Tramping in New Zealand is a religious experience. Home to some of the world’s best walks, thousands of people pilgrimage to New Zealand every year to walk among Nature’s gifts.

We chose to walk the Routeburn Track, a three-day, 33-kilometer feast for the eyes. Starting in Mount Aspiring National Park, the track traverses through New Zealand’s most stunning wilderness, past crystal clear trout streams, dazzling alpine meadows, impenetrable rainforest, and bottomless mountain lakes, ending in Fjordland National Park near Milford Sound.

We start the walk near Glenorchy, New Zealand, famous for its Lord of The Rings vistas. The track starts on the bank of the Routeburn River, where trout can be spotted in the gin-clear depths even from the trail hundreds of feet away. After catching a few of these New Zealand beauties on a flyrod, we follow the track west through a rainforest carpeted in silver ferns. The river and trail play tag, with rustic swing bridges periodically spanning the chasm. Before long we find ourselves in the picture-perfect Routeburn Valley, with only a steep climb and a handful of waterfalls separating us from the Routeburn Falls hut - our destination for the evening.

Day two starts with a glorious sunrise ricocheting off the waterfalls and tarns of the high alpine. Hiking up to the Harris Saddle, we are treated with mind-blowing vistas, thundering water, and even a rare alpine skink. Cresting the saddle our jaws drop, as the grandeur of the Hollyford Valley reveals itself. Jagged glacier-clad peaks thrust to the heavens, while in the distance waves pound a secluded ocean beach. It is a dichotomy unlike any we have ever seen.

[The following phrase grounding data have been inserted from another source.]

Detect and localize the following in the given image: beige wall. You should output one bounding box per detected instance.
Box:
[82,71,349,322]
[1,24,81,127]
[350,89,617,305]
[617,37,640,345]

We finally tear ourselves away, and hike along an exposed ridge, constantly buffeted by some of the best views in the world. A myriad of crystal-clear streams fall down the steep slopes beneath our feet, while far below, the trout-choked Hollyford River tumbles north to the sea. Eventually, we drop through a mystical rainforest to picturesque Lake McKenzie to the McKenzie Hut.

We wake on day three to a light drizzle, and set out towards Lake Howden. The fog and mist gives a surreal light to the intense New Zealand fauna. Moss and lichen literally drip from the trees, and every turn reveals a new waterfall plunging down the step green slopes. Soon, the sun burns away the gray, revealing rugged snow-clad peaks above the forest canopy. As we drop down towards Fjordland, sunlight streams through the trees, illuminating the moss-draped trunks with an ethereal green glow. We smile as we reach the end, knowing we have just completed one of the greatest walks in the world.

Enjoy the Routeburn Photo Gallery.

Enjoy the Routeburn videos:
Conical Hill Panorama.
Falling Water.

PostScript – Although the Routeburn Track is only 33 kilometers, a drive from the trailhead in Glenorchy to the end point near Milford is more than 350 kilometers. Southwest New Zealand is real wilderness, and roads are rare. It is truly nature at its unspoiled best. That explains why National Geographic just listed it as one of the 10 best hikes in the world.